Finally, the Credit CARD Act (click here for a complete summary of the Credit CARD Act) is showing signs of relief for students. As you may remember, the Credit CARD Act took effect on February 22, 2010 – it aimed to reform the entire credit card industry and change the credit card game for students, by instituting the following measures:
- Anyone under age 21 must have a cosigner on the account (unless they can prove sufficient income)
- Credit card companies cannot send pre-approved credit card offers to those under age 21 via mail.
- Credit card companies must stay 1,000 feet away from campus when trying to solicit/market cards to students.
- Creditors can no longer give out an incentive (free t-shirt, free lunch) to students if they apply for a credit card.
In 2009, according to the Federal Reserve, banks spent $84,462,765 to colleges, universities and institutions of higher education to promote student credit cards. And $73,261,906 in 2010 – that’s a drop of $11,200,859 or 13%. Additionally, the number of student credit card accounts that were opened as a result of this spending dropped by 13% (55,747 in 2009 vs. 46,360 in 2010).
This is a clear sign the CARD Act is actually working. It’s tougher to get a credit card if you’re under age 21. Also, students are catching on and realising that having numerous credit cards in college is dangerous.
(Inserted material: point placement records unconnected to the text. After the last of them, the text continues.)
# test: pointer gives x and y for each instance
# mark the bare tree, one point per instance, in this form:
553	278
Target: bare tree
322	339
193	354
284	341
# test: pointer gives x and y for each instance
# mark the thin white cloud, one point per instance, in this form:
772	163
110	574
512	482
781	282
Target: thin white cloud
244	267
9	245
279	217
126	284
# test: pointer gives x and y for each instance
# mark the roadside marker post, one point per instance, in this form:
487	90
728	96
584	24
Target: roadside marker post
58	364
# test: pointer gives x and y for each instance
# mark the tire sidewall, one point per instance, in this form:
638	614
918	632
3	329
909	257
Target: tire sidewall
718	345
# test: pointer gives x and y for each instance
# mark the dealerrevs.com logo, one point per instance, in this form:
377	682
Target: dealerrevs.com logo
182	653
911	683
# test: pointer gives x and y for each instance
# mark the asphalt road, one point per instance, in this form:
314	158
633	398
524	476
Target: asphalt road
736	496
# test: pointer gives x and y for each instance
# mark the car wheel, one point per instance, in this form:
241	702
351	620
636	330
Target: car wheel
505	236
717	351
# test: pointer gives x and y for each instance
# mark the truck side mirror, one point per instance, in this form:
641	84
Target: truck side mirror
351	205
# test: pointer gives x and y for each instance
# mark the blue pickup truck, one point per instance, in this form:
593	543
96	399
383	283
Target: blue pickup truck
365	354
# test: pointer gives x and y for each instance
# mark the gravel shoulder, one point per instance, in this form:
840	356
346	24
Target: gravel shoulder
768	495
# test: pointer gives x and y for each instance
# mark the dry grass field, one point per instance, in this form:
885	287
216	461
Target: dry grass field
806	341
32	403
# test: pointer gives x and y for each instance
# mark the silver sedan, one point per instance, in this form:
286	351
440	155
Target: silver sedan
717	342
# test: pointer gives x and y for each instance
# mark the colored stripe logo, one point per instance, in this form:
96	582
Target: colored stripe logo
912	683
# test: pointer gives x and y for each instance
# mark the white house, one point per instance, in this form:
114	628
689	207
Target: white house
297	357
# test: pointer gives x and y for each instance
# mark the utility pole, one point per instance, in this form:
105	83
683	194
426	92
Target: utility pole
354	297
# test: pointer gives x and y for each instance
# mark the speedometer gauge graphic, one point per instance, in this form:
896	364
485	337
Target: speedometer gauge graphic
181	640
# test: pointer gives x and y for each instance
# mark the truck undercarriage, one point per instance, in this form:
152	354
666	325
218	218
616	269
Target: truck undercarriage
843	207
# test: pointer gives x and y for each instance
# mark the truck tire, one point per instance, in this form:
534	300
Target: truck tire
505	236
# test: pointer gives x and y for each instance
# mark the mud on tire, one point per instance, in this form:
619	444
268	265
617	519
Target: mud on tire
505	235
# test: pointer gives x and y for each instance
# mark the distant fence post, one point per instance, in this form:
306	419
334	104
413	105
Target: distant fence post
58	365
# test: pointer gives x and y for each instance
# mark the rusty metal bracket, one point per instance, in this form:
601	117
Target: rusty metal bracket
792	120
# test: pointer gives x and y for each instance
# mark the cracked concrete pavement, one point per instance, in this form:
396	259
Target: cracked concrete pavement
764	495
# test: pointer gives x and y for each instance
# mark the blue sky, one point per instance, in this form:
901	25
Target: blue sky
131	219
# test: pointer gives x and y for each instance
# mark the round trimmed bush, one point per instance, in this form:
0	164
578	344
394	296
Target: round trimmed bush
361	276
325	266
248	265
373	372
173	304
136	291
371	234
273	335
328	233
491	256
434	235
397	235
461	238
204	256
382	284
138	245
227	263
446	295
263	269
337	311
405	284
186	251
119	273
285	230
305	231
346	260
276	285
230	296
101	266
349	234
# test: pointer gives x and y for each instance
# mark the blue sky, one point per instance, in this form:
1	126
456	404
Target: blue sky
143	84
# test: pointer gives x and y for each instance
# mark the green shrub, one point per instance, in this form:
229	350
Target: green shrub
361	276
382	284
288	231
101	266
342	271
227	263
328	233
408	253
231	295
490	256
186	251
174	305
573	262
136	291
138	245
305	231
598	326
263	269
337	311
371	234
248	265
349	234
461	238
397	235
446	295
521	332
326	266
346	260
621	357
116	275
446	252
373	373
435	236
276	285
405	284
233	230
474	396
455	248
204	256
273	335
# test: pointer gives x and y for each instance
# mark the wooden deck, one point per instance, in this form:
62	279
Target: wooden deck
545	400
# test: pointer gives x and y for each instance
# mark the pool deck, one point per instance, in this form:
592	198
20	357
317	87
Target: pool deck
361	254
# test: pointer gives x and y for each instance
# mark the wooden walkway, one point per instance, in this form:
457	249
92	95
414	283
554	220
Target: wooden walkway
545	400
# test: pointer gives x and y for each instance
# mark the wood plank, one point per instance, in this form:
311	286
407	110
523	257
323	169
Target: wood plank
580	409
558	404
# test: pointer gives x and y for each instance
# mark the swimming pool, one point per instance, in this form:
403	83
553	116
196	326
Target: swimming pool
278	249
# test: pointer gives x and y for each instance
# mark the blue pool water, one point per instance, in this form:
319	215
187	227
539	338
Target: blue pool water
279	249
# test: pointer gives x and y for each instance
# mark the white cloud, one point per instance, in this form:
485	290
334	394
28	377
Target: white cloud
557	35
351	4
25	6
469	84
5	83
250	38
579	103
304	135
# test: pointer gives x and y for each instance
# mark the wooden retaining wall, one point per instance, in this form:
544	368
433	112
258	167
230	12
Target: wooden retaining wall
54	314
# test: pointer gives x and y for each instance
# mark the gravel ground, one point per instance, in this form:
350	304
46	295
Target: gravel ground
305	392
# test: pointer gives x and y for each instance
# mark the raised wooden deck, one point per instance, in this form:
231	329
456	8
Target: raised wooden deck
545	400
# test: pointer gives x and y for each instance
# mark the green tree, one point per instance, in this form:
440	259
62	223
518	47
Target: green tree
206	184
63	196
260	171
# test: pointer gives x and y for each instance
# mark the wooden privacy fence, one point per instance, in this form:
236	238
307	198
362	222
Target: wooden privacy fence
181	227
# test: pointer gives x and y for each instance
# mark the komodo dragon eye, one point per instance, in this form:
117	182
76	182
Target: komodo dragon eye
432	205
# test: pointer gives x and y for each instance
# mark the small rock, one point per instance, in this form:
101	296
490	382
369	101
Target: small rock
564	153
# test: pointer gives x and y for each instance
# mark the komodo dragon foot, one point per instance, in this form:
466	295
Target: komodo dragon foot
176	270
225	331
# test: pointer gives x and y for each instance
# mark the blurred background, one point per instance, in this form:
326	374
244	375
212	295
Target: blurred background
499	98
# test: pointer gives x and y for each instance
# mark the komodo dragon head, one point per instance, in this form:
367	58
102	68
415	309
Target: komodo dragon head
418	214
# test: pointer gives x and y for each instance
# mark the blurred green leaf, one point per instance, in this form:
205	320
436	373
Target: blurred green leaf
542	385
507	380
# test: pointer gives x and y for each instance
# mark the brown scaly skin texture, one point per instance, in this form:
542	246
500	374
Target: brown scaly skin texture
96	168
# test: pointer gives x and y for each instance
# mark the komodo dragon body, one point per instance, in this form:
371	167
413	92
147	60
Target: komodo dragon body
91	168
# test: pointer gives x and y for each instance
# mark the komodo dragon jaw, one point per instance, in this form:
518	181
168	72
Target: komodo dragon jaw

Last year, Chase Bank was among the credit card companies (along with FIA Card Services) that spent the most money to universities and institutions to gain student credit card accounts ($13,892,862 for Chase Bank and $61,968,307 for FIA Card Services). In 2010, that spending dropped to $9,175,574 and $55,597,362, respectively. Even the credit card issuers are catching on – maybe it’s not the greatest idea to rip off students!